After a brief exchange of compliments silence fell. Conversing through interpreters is a benumbing process, and there are few points of contact between the open-air occidental mind and beings imprisoned in a conception of sexual and domestic life based on slave-service and incessant espionage. These languid women on their muslin cushions toil not, neither do they spin. The Moroccan lady knows little of cooking, needlework or any household arts. When her child is ill she can only hang it with amulets and wail over it, the great lady of the Fazi palace is as ignorant of hygiene as the peasant-woman of the bled. And all these colourless eventless lives depend on the favour of one fat tyrannical man, bloated with good living and authority, himself almost as inert and sedentary as his women, and accustomed to impose his whims on them ever since he ran about the same patio as a little short-smocked boy.

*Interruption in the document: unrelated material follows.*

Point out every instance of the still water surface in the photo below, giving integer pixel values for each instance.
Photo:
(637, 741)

The redeeming point in this stagnant domesticity is the tenderness of the parents for their children, and western writers have laid so much stress on this that one would suppose children could be loved only by inert and ignorant parents. It is in fact charming to see the heavy eyes of the Moroccan father light up when a brown grass-hopper baby jumps on his knee, and the unfeigned tenderness with which the childless women of the harem caress the babies of their happier rivals. But the sentimentalist moved by this display of family feeling would do well to consider the lives of these much-petted children. Ignorance, unhealthiness and a precocious sexual initiation prevail in all classes. Education consists in learning by heart endless passages of the Koran, and amusement in assisting at spectacles that would be unintelligible to western children, but that the pleasantries of the harem make perfectly comprehensible to Moroccan infancy. At eight or nine the little girls are married, at twelve the son of the house is "given his first negress"; and thereafter, in the rich and leisured class, both sexes live till old age in an atmosphere of sensuality without seduction.

[Illustration: From a photograph from "France-Maroc"

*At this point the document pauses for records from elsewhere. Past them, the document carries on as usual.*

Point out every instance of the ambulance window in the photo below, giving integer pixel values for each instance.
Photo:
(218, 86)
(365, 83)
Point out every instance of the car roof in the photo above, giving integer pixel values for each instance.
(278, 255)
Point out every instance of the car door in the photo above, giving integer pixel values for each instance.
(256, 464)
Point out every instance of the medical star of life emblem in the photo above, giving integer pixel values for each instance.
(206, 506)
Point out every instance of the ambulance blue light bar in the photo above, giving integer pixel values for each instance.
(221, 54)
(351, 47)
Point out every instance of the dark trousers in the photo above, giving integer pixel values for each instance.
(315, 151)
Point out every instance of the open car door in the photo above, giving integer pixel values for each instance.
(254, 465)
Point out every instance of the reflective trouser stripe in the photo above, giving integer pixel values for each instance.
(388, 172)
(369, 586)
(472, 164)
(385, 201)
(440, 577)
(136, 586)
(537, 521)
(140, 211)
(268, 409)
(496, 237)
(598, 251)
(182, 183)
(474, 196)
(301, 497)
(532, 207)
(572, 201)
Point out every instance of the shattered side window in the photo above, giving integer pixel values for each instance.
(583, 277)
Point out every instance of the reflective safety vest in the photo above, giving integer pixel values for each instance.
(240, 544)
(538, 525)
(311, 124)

Women watching a procession from a roof]
The young son of the house led me back across the court, where the negresses were still shrieking and scurrying, and passing to and fro like a stage-procession with the vain paraphernalia of a tea that never came. Our host still smiled from his cushions, resigned to Oriental delays. To distract the impatient westerners, a servant unhooked from the wall the cage of a gently-cooing dove. It was brought to us, still cooing, and looked at me with the same resigned and vacant eyes as the ladies I had just left. As it was being restored to its hook the slaves lolling about the entrance scattered respectfully at the approach of a handsome man of about thirty, with delicate features and a black beard. Crossing the court, he stooped to kiss the shoulder of our host, who introduced him as his eldest son, the husband of one or two of the little pale wives with whom I had been exchanging platitudes.

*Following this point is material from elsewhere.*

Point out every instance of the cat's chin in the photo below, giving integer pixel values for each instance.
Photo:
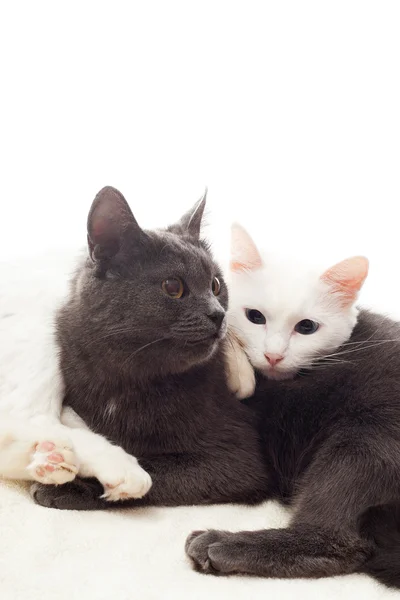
(279, 375)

From the increasing agitation of the negresses it became evident that the ceremony of tea-making had been postponed till his arrival. A metal tray bearing a Britannia samovar and tea-pot was placed on the tiles of the court, and squatting beside it the newcomer gravely proceeded to infuse the mint. Suddenly the cotton hangings fluttered again, and a tiny child in the scantest of smocks rushed out and scampered across the court. Our venerable host, stretching out rapturous arms, caught the fugitive to his bosom, where the little boy lay like a squirrel, watching us with great sidelong eyes. He was the last-born of the patriarch, and the youngest brother of the majestic bearded gentleman engaged in tea-making. While he was still in his father's arms two more sons appeared: charming almond-eyed schoolboys returning from their Koran-class, escorted by their slaves. All the sons greeted each other affectionately, and caressed with almost feminine tenderness the dancing baby so lately added to their ranks; and finally, to crown this scene of domestic intimacy, the three negresses, their gigantic effort at last accomplished, passed about glasses of steaming mint and trays of gazelles' horns and white sugar-cakes.